Talk:Importing a Wikipedia database dump into MediaWiki

From Meta, a Wikimedia project coordination wiki

Enabling category links[edit]

I have successfully installed the English wikipedia from the xml file using the mediawiki software, but the category links don't exist for the "_current" file. So I noticed a .sql file in the download directory, specifically for the category links, but these don't seem to match at all - I insert them and the categories point to all random pages. I even tried installing the FULL English wikipedia, but the category links still didn't work. Is there a script or some process anyone has found to make the category pages work as they do on Wikipedia proper? 02:52, 19 October 2005 (UTC)

Even I am facing the same problem. The category pages are coming all wrong. And this persists across various XML dumps of wikipedia. I even went through the code and found that the categorylinks table has a page_id, which corresponds to the page to be shown in that category. This page_id itself is wrong and hence, there is little that can be done with the code. It most probably has a problem with the xml/sql dump itself. It would be sufficient even if I have a mapping of the id (cl_from) in the categorylinks table to a title (page_title) in the page table.

Instructions to handle XML ... but in French[edit]

It may be valuable to translate this page [1] which explains how to handle XML dumps and import them into MySQL. Bbullot 12:21, 30 September 2005 (UTC)[reply]

You're killin' us[edit]

It would be really really useful if we could get dumps of cur tables more frequently. Right now it has been a month and a half since the last SQL cur dump for en.wikipedia. Lots of projects use these to perform offline analysis (for example many of the WP cleanup projects), and dumps this far out of date are almost useless for that purpose. What's the deal? Can we do anything to help dumps happen faster? en:User:Brighterorange 128.2.203.136 18:36, 2 September 2005 (UTC)[reply]

I second this request. Rex (NL) 22:41, 4 September 2005 (UTC)[reply]

XML dumps[edit]

I see new XML dumps, but no instructions on use. Also yesterdays seem very small. Rich Farmbrough 16:15, 6 September 2005 (UTC)[reply]

E.G. 7.2M for cur, 177M for full. Rich Farmbrough 17:37, 6 September 2005 (UTC)[reply]
The backup log indicates something went wrong... Rich Farmbrough 23:32, 6 September 2005 (UTC)[reply]


XML Dumps: Documentation Request[edit]

Forgive me if this was covered elsewhere, but could someone post a reliable guide to importing the XML dumps? The import instructions given reference only the older SQL dumps, and since those are no longer being updated, it would be extremely helpful to have an XML import guide in the fashion of the (now depreciated) SQL import guide.

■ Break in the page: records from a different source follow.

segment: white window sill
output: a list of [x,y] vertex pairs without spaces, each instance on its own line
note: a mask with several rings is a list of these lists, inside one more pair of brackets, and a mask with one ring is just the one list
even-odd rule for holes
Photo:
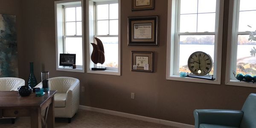
[[101,74],[105,74],[105,75],[116,75],[116,76],[121,76],[120,73],[119,73],[117,71],[110,70],[105,70],[104,71],[94,71],[94,70],[89,70],[87,71],[87,73]]
[[238,80],[230,79],[229,81],[228,81],[226,83],[226,84],[233,86],[256,87],[256,83],[253,83],[252,82],[247,82],[245,81],[240,81]]
[[201,79],[194,78],[190,77],[180,77],[179,75],[172,75],[171,76],[167,77],[166,79],[183,81],[188,81],[192,82],[197,82],[197,83],[207,83],[207,84],[221,84],[220,81],[218,81],[217,79],[215,80],[204,79]]
[[71,72],[78,72],[78,73],[84,73],[84,70],[82,68],[77,68],[76,69],[73,69],[69,67],[65,67],[65,68],[57,67],[56,69],[57,71],[62,71]]

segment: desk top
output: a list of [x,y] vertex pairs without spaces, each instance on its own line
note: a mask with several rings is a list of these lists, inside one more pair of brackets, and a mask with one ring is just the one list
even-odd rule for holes
[[50,90],[44,96],[35,96],[32,93],[27,96],[21,96],[17,91],[0,91],[0,109],[31,108],[41,107],[44,103],[56,93],[56,90]]

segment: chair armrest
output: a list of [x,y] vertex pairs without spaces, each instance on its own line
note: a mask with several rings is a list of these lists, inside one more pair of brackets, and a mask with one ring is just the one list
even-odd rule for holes
[[70,86],[67,92],[66,107],[71,110],[71,113],[68,114],[72,116],[76,112],[79,107],[80,82],[79,80]]
[[194,111],[195,128],[200,124],[209,124],[239,127],[244,115],[241,111],[200,109]]

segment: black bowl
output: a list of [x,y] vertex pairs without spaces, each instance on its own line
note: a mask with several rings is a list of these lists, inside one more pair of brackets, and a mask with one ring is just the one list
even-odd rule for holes
[[31,87],[29,86],[22,86],[18,87],[18,92],[21,96],[28,96],[31,93]]

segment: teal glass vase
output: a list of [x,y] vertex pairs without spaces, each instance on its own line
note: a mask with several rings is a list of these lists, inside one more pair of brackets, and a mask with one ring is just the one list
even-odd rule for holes
[[31,88],[35,87],[37,85],[37,81],[35,75],[34,74],[34,63],[30,62],[29,65],[30,67],[30,74],[28,80],[28,86],[30,86]]

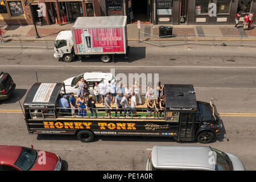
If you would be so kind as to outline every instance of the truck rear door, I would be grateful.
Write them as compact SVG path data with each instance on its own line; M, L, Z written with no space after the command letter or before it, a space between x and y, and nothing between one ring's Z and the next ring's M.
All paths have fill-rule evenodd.
M180 113L178 140L192 140L194 136L196 113Z

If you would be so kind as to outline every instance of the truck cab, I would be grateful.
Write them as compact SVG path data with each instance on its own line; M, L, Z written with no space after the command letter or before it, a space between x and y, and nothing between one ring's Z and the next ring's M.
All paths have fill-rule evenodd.
M55 43L54 57L71 62L74 57L74 48L71 31L62 31L59 33Z

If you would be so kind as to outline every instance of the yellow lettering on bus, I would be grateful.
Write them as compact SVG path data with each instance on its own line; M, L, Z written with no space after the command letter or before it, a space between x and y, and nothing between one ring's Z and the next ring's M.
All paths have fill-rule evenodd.
M126 130L126 123L117 123L117 129L121 130Z
M86 129L90 129L90 125L92 125L92 123L82 123L84 126L85 126Z
M54 129L53 122L44 122L44 126L45 129Z
M100 129L101 130L106 129L105 126L107 126L106 123L98 123L98 125L100 126Z
M57 122L55 123L55 127L57 129L62 129L63 127L63 124L60 122Z
M68 122L64 122L64 127L66 129L68 129L68 128L70 128L71 129L74 129L74 127L73 126L73 122L69 122L69 123L68 123Z
M108 124L108 127L109 128L109 129L114 130L116 127L116 126L115 124L110 123Z
M84 127L82 126L82 123L74 122L75 129L83 129Z
M127 123L127 129L136 130L136 128L134 127L135 125L135 123Z

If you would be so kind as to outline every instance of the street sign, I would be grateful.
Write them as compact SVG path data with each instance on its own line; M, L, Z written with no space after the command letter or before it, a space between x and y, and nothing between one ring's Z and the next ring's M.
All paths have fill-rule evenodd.
M138 28L141 29L141 21L138 20Z

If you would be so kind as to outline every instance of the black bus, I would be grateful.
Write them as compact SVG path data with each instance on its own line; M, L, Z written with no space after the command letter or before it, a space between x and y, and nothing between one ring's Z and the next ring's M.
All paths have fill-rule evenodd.
M92 142L96 135L113 135L170 137L203 143L212 142L219 134L215 105L196 101L192 85L165 84L166 109L158 117L147 114L146 104L138 106L136 115L129 117L115 117L114 106L112 117L105 117L101 104L96 109L97 117L63 113L58 104L65 94L62 87L63 83L36 82L28 92L23 106L30 134L76 135L83 142Z

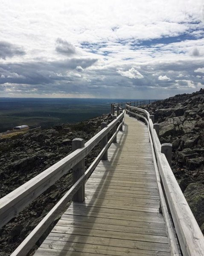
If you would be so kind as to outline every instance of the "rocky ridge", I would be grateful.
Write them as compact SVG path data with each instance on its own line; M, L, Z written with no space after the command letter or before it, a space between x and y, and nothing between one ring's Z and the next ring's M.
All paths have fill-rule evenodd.
M0 139L0 198L71 153L73 139L86 142L100 130L102 122L111 120L111 115L103 114L75 124L62 124ZM100 151L98 145L85 158L86 168ZM0 256L10 255L72 185L70 170L0 229Z
M204 89L143 108L160 123L161 143L172 145L173 172L204 233Z

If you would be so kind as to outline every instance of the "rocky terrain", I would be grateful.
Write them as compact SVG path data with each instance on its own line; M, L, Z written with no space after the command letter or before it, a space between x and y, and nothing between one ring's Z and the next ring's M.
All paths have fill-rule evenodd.
M110 115L76 124L27 132L0 139L0 198L30 180L71 151L76 138L89 140ZM96 146L85 159L88 167L100 151ZM18 246L72 185L72 170L35 200L16 217L0 229L0 256L6 256Z
M204 233L204 89L144 108L160 124L161 143L172 145L172 169Z

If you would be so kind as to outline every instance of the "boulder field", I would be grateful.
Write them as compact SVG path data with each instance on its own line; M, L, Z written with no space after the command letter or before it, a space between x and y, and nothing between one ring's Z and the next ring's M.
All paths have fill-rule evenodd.
M102 122L111 121L111 115L103 114L75 124L62 124L0 139L0 198L71 153L73 139L87 142L100 130ZM100 150L99 145L85 158L86 168ZM0 256L10 255L72 185L71 169L0 229Z
M172 169L204 233L204 89L143 108L160 124L160 143L172 144Z

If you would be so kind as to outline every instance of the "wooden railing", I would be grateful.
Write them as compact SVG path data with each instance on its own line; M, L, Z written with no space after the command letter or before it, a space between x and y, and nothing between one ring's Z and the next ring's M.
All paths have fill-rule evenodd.
M157 99L143 99L142 100L129 101L128 102L121 102L113 103L111 104L111 113L112 114L114 115L114 113L115 111L118 112L119 110L123 109L125 108L125 105L127 104L132 105L134 107L137 107L138 106L142 106L146 104L150 104L157 101Z
M108 125L102 123L101 130L85 144L82 139L73 140L73 152L0 199L0 228L73 169L74 184L12 253L12 256L26 255L73 197L75 202L83 201L85 183L100 160L107 160L108 148L113 142L116 142L118 131L122 129L124 112L124 110L121 111L117 117L113 116L113 121ZM111 130L112 136L108 141L108 134ZM85 157L100 142L101 151L85 172Z
M183 255L204 255L203 235L171 168L172 145L169 143L161 145L158 137L159 125L154 123L154 116L152 113L129 104L125 105L125 111L130 116L144 120L148 126L157 174L161 208L166 224L171 255L178 255L179 252L169 214L172 217ZM141 113L144 116L140 114Z

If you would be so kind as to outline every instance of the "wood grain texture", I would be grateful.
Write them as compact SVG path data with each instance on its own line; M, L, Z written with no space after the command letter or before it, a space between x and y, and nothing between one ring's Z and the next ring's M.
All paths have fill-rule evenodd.
M35 255L170 255L148 127L125 115L123 130Z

Software for creating the database dump web page?[edit]

I'm not sure this is the right place to ask, but I can't find any other page where this question would be more relevant. Where can I download the software that is used to create the database dumps which are made available on http://download.wikimedia.org/ ? We're using WikiMedia internally at our company, and we've gotten a request to make database dumps of our Wiki available from a web site, for stand-alone/laptop installations. Before I "reinvent the wheel", I'd just like to make sure that any code that was used to make http://download.wikimedia.org/ work isn't already publically available. 136.182.2.221 19:21, 23 September 2005 (UTC)[reply]

SQL format[edit]

Dear wiki developer, please reconsider for using the sql format database dump. It is a lot easier than the xml format. The compressed output file size is not much different between those formats.

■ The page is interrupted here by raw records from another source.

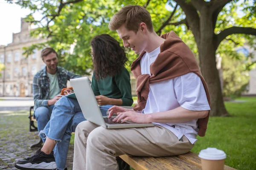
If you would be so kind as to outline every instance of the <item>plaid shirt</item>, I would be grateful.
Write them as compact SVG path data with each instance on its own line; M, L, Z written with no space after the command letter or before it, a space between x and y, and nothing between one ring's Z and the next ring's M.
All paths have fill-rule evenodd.
M64 68L57 67L57 76L61 90L67 87L67 82L70 79L81 77L80 76L68 71ZM50 82L46 73L46 67L38 71L33 78L33 95L35 106L34 110L40 106L48 107ZM60 91L60 93L61 91Z

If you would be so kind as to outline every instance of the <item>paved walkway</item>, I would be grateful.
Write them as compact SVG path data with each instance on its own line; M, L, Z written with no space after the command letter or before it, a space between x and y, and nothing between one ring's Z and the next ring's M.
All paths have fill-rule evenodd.
M17 170L14 165L16 161L31 156L38 149L29 148L39 139L38 132L29 132L28 110L34 102L29 98L3 99L0 100L0 170ZM73 150L70 144L69 170L72 170Z

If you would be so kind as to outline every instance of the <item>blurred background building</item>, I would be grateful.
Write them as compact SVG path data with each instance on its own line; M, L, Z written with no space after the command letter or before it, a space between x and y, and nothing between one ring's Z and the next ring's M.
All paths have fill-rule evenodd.
M13 34L12 42L7 46L0 45L0 63L3 64L5 69L0 72L0 96L33 96L32 81L34 75L45 66L40 57L41 51L35 50L26 58L22 54L23 47L33 44L46 41L40 37L31 37L31 26L21 18L20 32ZM252 60L256 61L256 51L245 46L238 48L237 52L245 56L253 53ZM219 71L221 84L222 86L221 57L216 56L217 67ZM256 69L250 71L250 79L244 95L256 95ZM90 77L90 76L89 76ZM131 74L131 85L133 96L136 93L136 80ZM68 83L68 86L70 84Z
M22 48L46 41L40 37L31 38L31 26L21 18L20 32L13 34L12 42L0 46L0 62L5 69L1 71L0 96L32 96L33 76L45 66L40 57L41 51L35 50L26 58Z

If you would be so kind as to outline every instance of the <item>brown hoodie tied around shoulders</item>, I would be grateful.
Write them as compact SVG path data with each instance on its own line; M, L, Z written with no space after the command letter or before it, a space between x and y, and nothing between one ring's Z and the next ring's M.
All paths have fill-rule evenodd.
M149 92L149 83L159 82L192 72L200 77L206 93L207 99L210 106L210 95L195 58L190 49L173 31L162 35L166 39L160 46L160 53L156 60L150 65L151 75L142 74L140 59L145 51L143 51L131 66L131 70L137 79L136 92L138 105L134 107L134 110L141 110L145 108ZM198 121L200 136L205 135L209 113L204 118Z

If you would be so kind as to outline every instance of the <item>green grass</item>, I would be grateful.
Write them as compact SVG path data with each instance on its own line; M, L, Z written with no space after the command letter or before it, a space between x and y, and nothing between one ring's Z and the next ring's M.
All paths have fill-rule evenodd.
M226 153L226 164L239 170L256 170L256 98L236 100L246 102L225 103L231 116L210 117L206 136L198 137L192 151L198 153L208 147L216 147Z
M226 165L241 170L256 170L256 97L236 100L246 102L226 102L230 116L210 117L206 136L198 137L192 151L198 154L202 149L216 147L226 153Z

I do not hate this xml format. You make good english wikipedia with 700.000+ articles but no 1 article good enough for explaining the xml format. I keep searching the how-to from one web to another (mwdumper,xml2sql pearl,xml2sql java), still no one have successfully import the xml format successfully. The last try is to convert the xml to sql using mwdumper (indonesian wikipedia), but when running the sql import, mysql crashed with something like (invalid command or something and go to dos prompt, mysqlfront also crashed when importing the sql).. one more thing, the xml file seems appeared to be non-standard xml (can anybody verify this) because it can not be opened with other program. (delphi,xmllint etc).

It really frustrated! SQL format please..... ! Borgx 05:28, 27 September 2005 (UTC)[reply]

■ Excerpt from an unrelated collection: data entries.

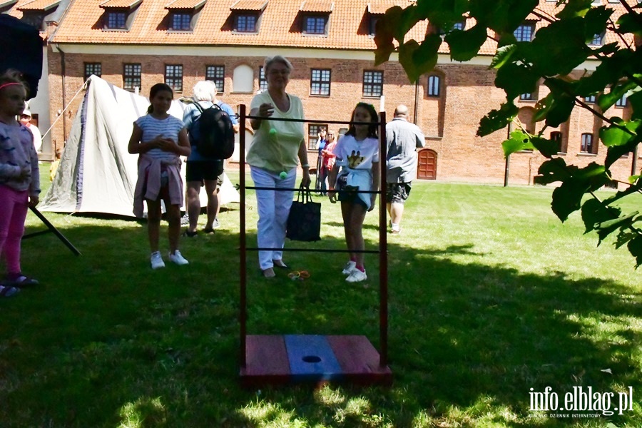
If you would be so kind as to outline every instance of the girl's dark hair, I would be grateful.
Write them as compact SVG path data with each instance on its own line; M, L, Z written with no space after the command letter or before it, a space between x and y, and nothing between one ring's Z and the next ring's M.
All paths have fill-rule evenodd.
M167 91L170 93L172 94L172 98L174 98L174 91L172 91L171 87L167 83L156 83L153 86L151 87L151 89L149 90L149 107L147 108L148 114L151 113L153 113L154 111L154 105L151 103L151 100L153 98L156 96L156 94L163 91Z
M352 114L350 115L350 121L355 119L355 112L357 111L357 109L360 107L368 111L368 113L370 113L370 120L374 122L372 125L368 126L368 138L377 138L377 136L379 135L377 132L379 129L379 125L377 124L377 111L374 109L374 106L372 104L368 104L367 103L357 103L357 106L355 107L355 110L352 111ZM348 129L348 131L345 133L345 135L352 136L354 137L356 131L357 130L355 129L355 126L352 123L350 123L350 128Z
M22 85L22 87L24 88L24 91L26 93L27 97L29 97L29 86L22 78L22 73L18 70L9 68L0 75L0 86L6 83L19 83Z

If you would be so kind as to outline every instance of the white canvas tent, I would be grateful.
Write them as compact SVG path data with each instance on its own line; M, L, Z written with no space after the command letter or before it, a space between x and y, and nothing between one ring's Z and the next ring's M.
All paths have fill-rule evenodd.
M138 156L128 153L127 146L133 121L147 113L148 106L146 98L91 76L56 177L39 209L133 217ZM182 119L184 108L174 101L169 113ZM181 173L184 183L184 165ZM220 195L222 205L239 202L238 192L227 176ZM203 190L200 198L205 206Z

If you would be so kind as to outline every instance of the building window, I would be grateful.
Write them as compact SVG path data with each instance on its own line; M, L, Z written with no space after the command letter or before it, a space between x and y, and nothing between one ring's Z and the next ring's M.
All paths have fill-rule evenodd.
M532 24L520 25L513 33L517 41L531 41L533 39L533 33L535 32L535 26Z
M259 91L268 91L268 79L265 78L265 71L263 66L259 67Z
M205 80L210 80L216 85L216 91L225 91L225 68L223 66L208 66L205 67Z
M310 93L312 95L330 95L330 70L312 68L310 79Z
M363 72L363 96L380 97L383 94L383 71Z
M256 33L257 16L254 14L238 14L234 18L234 31L237 33Z
M109 11L107 12L107 28L110 30L124 30L127 29L127 12L124 11Z
M374 36L374 31L377 29L377 21L379 20L380 15L370 15L370 21L369 24L370 34Z
M551 133L550 140L551 141L555 141L557 143L557 151L558 152L566 152L566 150L562 150L562 141L561 141L561 133L559 131L554 131Z
M303 17L303 34L325 34L327 16L308 15Z
M622 96L622 97L616 101L616 107L626 107L626 94Z
M172 25L170 29L176 31L189 31L192 29L192 15L186 12L172 14Z
M85 63L85 81L92 74L98 77L103 75L103 66L101 63Z
M599 34L596 34L593 36L593 40L591 41L589 44L591 46L601 46L604 44L604 34L606 33L602 31Z
M141 87L141 64L125 64L123 83L123 87L128 91Z
M439 96L441 81L439 76L428 76L428 96Z
M593 134L583 133L582 146L580 147L580 151L584 153L592 153L593 148Z
M319 143L319 132L322 128L327 129L327 124L310 123L307 126L307 150L317 150Z
M165 66L165 83L178 92L183 91L183 66Z

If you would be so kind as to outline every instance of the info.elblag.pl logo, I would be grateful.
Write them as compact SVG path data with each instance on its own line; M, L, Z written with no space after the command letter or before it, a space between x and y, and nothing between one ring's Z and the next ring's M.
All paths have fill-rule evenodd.
M549 417L598 417L601 414L611 416L615 412L623 414L633 411L633 387L623 392L599 392L592 387L573 387L573 390L563 397L553 391L551 387L538 392L531 388L529 410L531 412L554 412L540 414Z

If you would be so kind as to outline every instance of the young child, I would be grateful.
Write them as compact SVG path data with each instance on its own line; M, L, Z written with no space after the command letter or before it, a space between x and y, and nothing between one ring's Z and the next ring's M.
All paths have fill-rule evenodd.
M377 133L377 111L372 104L359 103L351 117L352 122L370 122L372 124L351 124L346 134L339 139L333 152L336 156L336 162L328 178L328 195L330 202L335 203L338 190L345 242L351 251L350 260L343 268L343 274L348 275L345 280L358 282L367 279L363 264L363 253L357 251L365 249L363 220L366 213L374 208L377 195L360 193L355 190L379 190L379 138Z
M128 146L129 153L139 153L133 213L143 217L144 199L152 269L165 267L158 250L161 200L165 201L169 223L169 260L177 265L189 263L178 251L183 195L179 156L188 156L191 149L183 121L168 113L173 98L172 88L165 83L151 87L148 114L134 122Z
M29 206L38 204L40 172L31 131L16 120L24 110L27 87L20 73L0 76L0 253L6 260L6 280L0 296L16 294L16 287L38 281L21 272L20 243Z

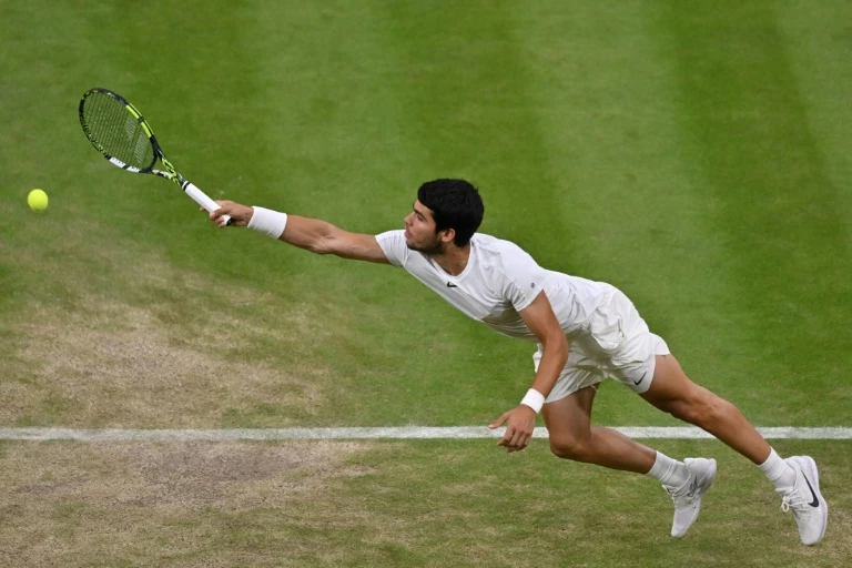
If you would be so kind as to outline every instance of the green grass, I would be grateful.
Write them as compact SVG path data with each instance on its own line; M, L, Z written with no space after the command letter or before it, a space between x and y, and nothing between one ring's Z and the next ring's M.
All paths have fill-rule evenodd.
M75 115L95 85L133 101L214 199L378 233L402 225L422 182L469 178L485 197L483 232L622 288L687 373L755 424L850 426L848 2L138 9L0 4L0 426L487 424L532 378L530 345L470 322L403 271L216 231L174 186L109 165ZM51 199L43 214L26 205L37 186ZM678 424L615 384L595 419ZM720 447L660 444L677 456ZM825 464L833 518L848 529L846 444L782 446ZM364 454L369 475L329 481L318 507L334 511L328 525L306 504L290 524L281 504L122 510L138 523L122 536L146 546L103 562L760 566L782 550L787 564L836 566L849 556L840 531L800 549L765 484L731 456L724 507L708 507L694 539L671 542L653 484L542 454L378 444ZM459 484L470 497L450 490ZM580 487L608 505L575 505ZM530 506L539 491L547 499ZM9 511L29 510L10 495ZM751 497L767 501L753 517ZM98 503L87 493L42 505L73 549L85 540L62 531L78 513L109 508ZM161 523L186 527L174 534L185 549ZM114 536L103 530L91 538ZM293 541L305 545L287 556ZM272 556L241 556L251 549Z

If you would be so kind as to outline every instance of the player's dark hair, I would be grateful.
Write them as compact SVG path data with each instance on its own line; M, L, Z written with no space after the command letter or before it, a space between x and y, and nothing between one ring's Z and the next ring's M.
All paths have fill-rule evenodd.
M476 187L465 180L434 180L420 185L417 200L432 210L435 231L453 229L456 246L470 242L485 215L485 205Z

XML Import Instructions PLEASE[edit]

I have searched the web quite thoroughly and have not been able to figure out how to import the XML dumps into an instance of the MediaWiki software. Instructions on how to do this would be most appreciated.

DrDeke 06:51, 27 September 2005 (UTC)[reply]

ImportDump.php Doc[edit]

I wouldn't mind some quick doc on this script as it is referenced. I understand easy enough the java extensions for the mwdump.jar but unfortunently my server doesn't currently have java (believe me I bitched em out for it when I found this out).

I would like to be able to filter with the ImportDump.php script rather than having to extract then entire _current.xml.bz2 file

XML import takes a long time[edit]

I'm currently importing the Spanish Wikipedia using

php importDump.php <~/tmp/20051105_pages_current.xml

This has now already been running for four hours or so and is importing at less than 8 pages/s. I was under the impression, that the old SQL files were much faster. Is there a way to speed this import up or could you consider posting SQL files again? -- Patrice 02:14, 15 November 2005 (UTC)[reply]

No database dumps for ko/ja/zh/...[edit]

For ko/ja/zh wikipedias, there is no recent dumps at http://download.wikimedia.org/ . Please check the dump script. -- ChongDae 01:43, 12 December 2005 (UTC)[reply]

What, if I don't want/can't decompress it on-the-fly???[edit]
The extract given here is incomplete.